According to ADAP Advocacy CEO Brandon M. Macsata, the program was designed so hospitals could use savings from discounted medications to provide free care and financial assistance to poor patients, but recent data suggests this isn't happening as intended. "A hallmark of the modern-day 340B Program is its design for hospitals to provide free care and financial aid to poor patients, also known as charity care," Macsata stated. "Drug manufacturers offer medications to hospitals at reduced rates so that they, in turn, can serve more low-income patients—but that isn't happening because these hospital systems are pocketing the money."
The organization points to data showing that 69% of 340B disproportionate share hospitals offer charity care at a rate below the national average. This trend has significant implications for healthcare equity, particularly for minority communities that are disproportionately affected by reduced access to charitable care. The campaign highlights this alongside other concerning trends, including rising healthcare executive compensation and increasing patient medical debt.
ADAP Advocacy has made these trends more accessible through an interactive map that visualizes the data across different regions and hospital systems. The commercial itself, part of what the organization calls its "340B Too Big To Fail" campaign, is available for viewing online at https://youtu.be/7uqGTHT7Zx4 and asks directly: "Is the 340B Drug Pricing Program the Next 'Too Big to Fail'?"
The implications of these findings extend beyond individual patient care to broader healthcare policy and pharmaceutical pricing structures. If hospitals participating in the 340B program are not passing savings along to patients in need, it calls into question the program's effectiveness and oversight mechanisms. This comes at a time when medical debt continues to burden American households, and healthcare affordability remains a critical national issue.

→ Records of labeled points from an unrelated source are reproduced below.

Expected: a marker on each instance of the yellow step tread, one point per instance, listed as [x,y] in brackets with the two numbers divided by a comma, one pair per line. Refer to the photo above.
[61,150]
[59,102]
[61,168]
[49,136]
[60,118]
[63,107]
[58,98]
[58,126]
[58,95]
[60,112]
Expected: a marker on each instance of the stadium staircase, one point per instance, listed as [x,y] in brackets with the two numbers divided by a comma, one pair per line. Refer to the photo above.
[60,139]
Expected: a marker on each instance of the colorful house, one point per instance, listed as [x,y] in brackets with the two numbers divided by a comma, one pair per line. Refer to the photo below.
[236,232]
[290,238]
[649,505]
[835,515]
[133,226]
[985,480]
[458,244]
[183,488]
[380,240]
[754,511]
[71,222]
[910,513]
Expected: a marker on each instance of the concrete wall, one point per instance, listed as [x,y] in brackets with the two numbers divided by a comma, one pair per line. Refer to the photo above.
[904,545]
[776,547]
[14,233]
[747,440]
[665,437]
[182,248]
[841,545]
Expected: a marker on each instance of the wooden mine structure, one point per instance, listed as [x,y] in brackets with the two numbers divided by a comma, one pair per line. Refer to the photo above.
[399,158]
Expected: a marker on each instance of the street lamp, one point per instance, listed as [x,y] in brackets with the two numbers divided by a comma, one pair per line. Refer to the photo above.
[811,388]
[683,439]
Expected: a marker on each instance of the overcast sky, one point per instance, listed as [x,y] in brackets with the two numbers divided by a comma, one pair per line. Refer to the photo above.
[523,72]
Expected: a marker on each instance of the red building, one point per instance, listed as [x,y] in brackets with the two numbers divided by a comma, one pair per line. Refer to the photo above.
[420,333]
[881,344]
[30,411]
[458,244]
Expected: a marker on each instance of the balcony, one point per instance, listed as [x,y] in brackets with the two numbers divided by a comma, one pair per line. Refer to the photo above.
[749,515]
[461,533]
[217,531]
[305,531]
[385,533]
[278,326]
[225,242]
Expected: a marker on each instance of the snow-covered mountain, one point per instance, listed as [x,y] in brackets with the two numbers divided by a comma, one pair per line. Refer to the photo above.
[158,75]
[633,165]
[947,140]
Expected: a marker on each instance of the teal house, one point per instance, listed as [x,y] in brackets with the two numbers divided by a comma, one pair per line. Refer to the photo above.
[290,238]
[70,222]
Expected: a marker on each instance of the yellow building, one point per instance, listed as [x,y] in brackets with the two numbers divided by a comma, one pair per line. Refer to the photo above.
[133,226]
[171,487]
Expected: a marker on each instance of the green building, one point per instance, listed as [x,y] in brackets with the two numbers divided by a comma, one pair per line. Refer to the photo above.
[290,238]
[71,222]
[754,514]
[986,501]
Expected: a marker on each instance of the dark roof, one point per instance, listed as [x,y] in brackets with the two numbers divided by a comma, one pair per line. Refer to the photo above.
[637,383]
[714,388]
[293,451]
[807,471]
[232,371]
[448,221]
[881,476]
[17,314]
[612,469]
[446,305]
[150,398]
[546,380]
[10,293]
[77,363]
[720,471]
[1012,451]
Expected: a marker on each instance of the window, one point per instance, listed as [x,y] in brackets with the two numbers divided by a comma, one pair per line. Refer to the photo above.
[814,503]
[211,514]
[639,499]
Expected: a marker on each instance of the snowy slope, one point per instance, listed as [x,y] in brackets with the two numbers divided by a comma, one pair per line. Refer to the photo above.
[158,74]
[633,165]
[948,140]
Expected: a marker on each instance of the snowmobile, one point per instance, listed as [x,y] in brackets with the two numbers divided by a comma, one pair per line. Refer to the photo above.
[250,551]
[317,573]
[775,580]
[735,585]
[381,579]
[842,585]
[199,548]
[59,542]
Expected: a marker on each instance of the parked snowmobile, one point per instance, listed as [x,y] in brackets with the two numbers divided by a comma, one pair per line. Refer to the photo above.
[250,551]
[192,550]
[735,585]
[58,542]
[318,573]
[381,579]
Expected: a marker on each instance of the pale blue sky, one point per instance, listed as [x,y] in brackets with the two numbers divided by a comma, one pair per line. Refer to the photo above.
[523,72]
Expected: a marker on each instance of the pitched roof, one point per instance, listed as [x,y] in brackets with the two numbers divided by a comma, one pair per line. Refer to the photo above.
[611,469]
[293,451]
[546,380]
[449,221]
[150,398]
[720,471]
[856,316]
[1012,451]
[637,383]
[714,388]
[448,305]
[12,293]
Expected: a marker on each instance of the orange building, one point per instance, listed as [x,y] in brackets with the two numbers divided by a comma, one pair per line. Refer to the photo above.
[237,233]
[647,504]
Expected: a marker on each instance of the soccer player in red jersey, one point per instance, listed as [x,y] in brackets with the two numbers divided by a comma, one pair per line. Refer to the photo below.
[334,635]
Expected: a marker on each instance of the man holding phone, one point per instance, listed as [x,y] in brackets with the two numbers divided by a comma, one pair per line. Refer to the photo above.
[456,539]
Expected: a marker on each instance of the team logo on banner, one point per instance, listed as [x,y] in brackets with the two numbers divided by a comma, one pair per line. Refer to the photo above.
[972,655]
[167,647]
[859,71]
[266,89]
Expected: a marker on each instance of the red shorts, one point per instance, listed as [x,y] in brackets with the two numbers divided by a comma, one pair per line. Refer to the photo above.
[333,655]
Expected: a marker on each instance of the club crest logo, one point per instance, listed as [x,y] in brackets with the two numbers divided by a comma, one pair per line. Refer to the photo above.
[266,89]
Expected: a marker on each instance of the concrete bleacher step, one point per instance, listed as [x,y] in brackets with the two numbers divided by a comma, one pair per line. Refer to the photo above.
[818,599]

ADAP Advocacy, whose mission focuses on promoting and enhancing AIDS Drug Assistance Programs and improving access to care for persons living with HIV/AIDS, brings particular expertise to this issue given the organization's work at the intersection of pharmaceutical pricing, patient assistance, and healthcare access. The current campaign represents a significant expansion of their advocacy work into broader 340B program oversight and accountability.